How RAGFlow Creates a Dataset: A Code Walkthrough
How RAGFlow Creates a Dataset: A Code Walkthrough
RAGFlow exposes datasets (also called knowledge bases) as a first-class resource. Understanding how one gets created end-to-end — from an HTTP request all the way to a database row — is a good entry point into the codebase. This post traces that path through three layers: the API handler, the service layer, and the persistence call.
The API Layer: Accepting the Request
The entry point for dataset creation is the create function in api/apps/sdk/dataset.py dataset.py:55-L127. It is registered to handle POST /api/v1/datasets and is responsible for:
- Parsing and validating the JSON request body
- Resolving the authenticated tenant from the bearer token
- Forwarding the sanitised parameters to the service layer
Key fields accepted at this layer include name, embedding_model, chunk_method, parser_config, and permission. Any unsupported key is rejected before the call goes deeper.

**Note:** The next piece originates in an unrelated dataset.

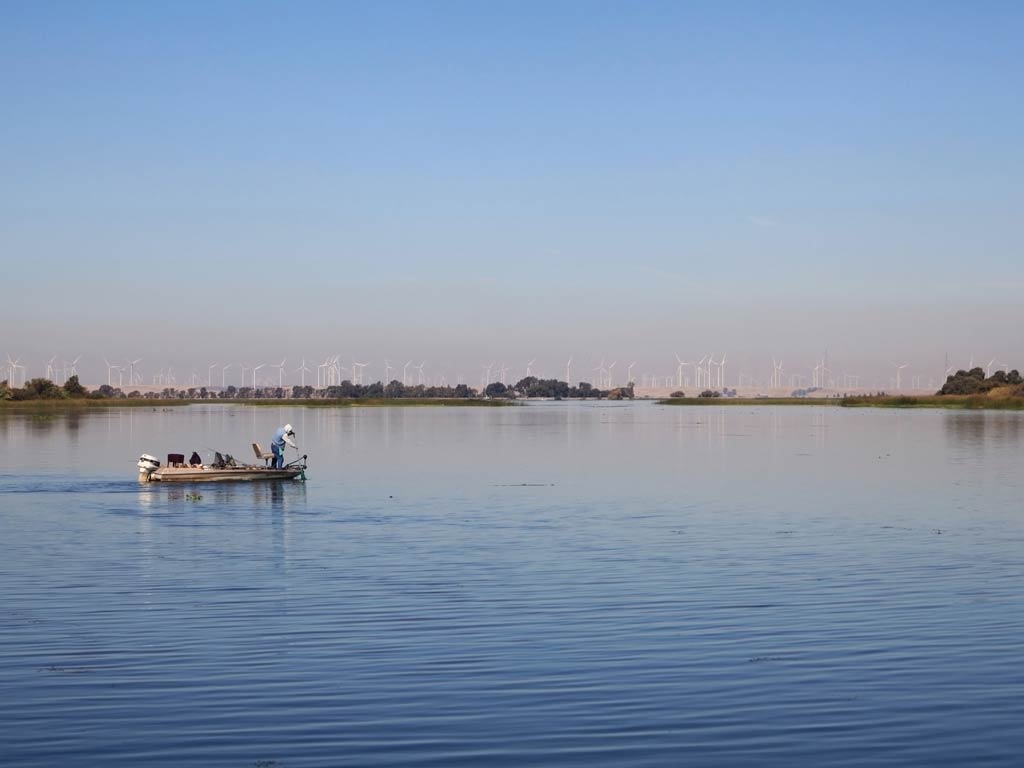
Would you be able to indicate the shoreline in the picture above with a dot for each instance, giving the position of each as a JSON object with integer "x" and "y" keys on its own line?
{"x": 945, "y": 402}
{"x": 85, "y": 403}
{"x": 953, "y": 402}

The Service Layer: Core Creation Logic
The actual work happens in create_with_name inside api/db/services/knowledgebase_service.py knowledgebase_service.py:374-L430. This method:
- Validates the name — empty or whitespace-only names are rejected outright.
- Handles name collisions — if a dataset with the same name already exists under the tenant, a numeric suffix is appended automatically (e.g.

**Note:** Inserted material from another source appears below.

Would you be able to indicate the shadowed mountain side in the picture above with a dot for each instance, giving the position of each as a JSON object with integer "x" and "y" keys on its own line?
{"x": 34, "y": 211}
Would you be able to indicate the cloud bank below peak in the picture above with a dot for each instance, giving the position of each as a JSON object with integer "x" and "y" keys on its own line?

my-docs (2)). - Builds the payload — default values are merged with the caller-supplied fields, producing a complete record ready for persistence.
- Constructs
parser_config— chunk method-specific defaults are applied here; for instance,naiveandbookcarry different splitting parameters.
Saving to the Database
Once the payload is assembled, KnowledgebaseService.save() commits it. A unique ID is generated at this point, and the record becomes queryable immediately. The dataset is scoped to the tenant, so the name uniqueness constraint is per-tenant, not global.
Configuration Reference
The following fields can be set when creating a dataset dataset.py:55-L127:
| Field | Description |
|---|---|
name |
Human-readable label for the dataset (required, unique per tenant) |
embedding_model |
Model used to embed chunks for retrieval |
chunk_method |
Splitting strategy: naive, book, qa, and others |
parser_config |
Method-specific parser options |
permission |
Access control: me or team |
Quick Start: Python SDK
The Python SDK wraps the HTTP call with a thin client. A minimal example from the repo dataset_example.py:27-L32:
client.create_dataset(
name="my-knowledge-base",
embedding_model="text-embedding-ada-002",
chunk_method="naive",
)
Or directly via HTTP http_api_reference.md:440-L450:
curl -X POST http://localhost/api/v1/datasets \
-H "Authorization: Bearer <token>" \
-H "Content-Type: application/json" \
-d '{"name": "my-knowledge-base", "chunk_method": "naive"}'
Key Takeaways
- Dataset = KnowledgeBase internally; the two terms are used interchangeably throughout the codebase.
- IDs are auto-generated — callers never supply a dataset ID on creation.
- Name uniqueness is tenant-scoped — the service layer handles collisions automatically with a suffix strategy rather than returning an error.
parser_configis derived — you rarely need to set it manually; the service builds sensible defaults fromchunk_method.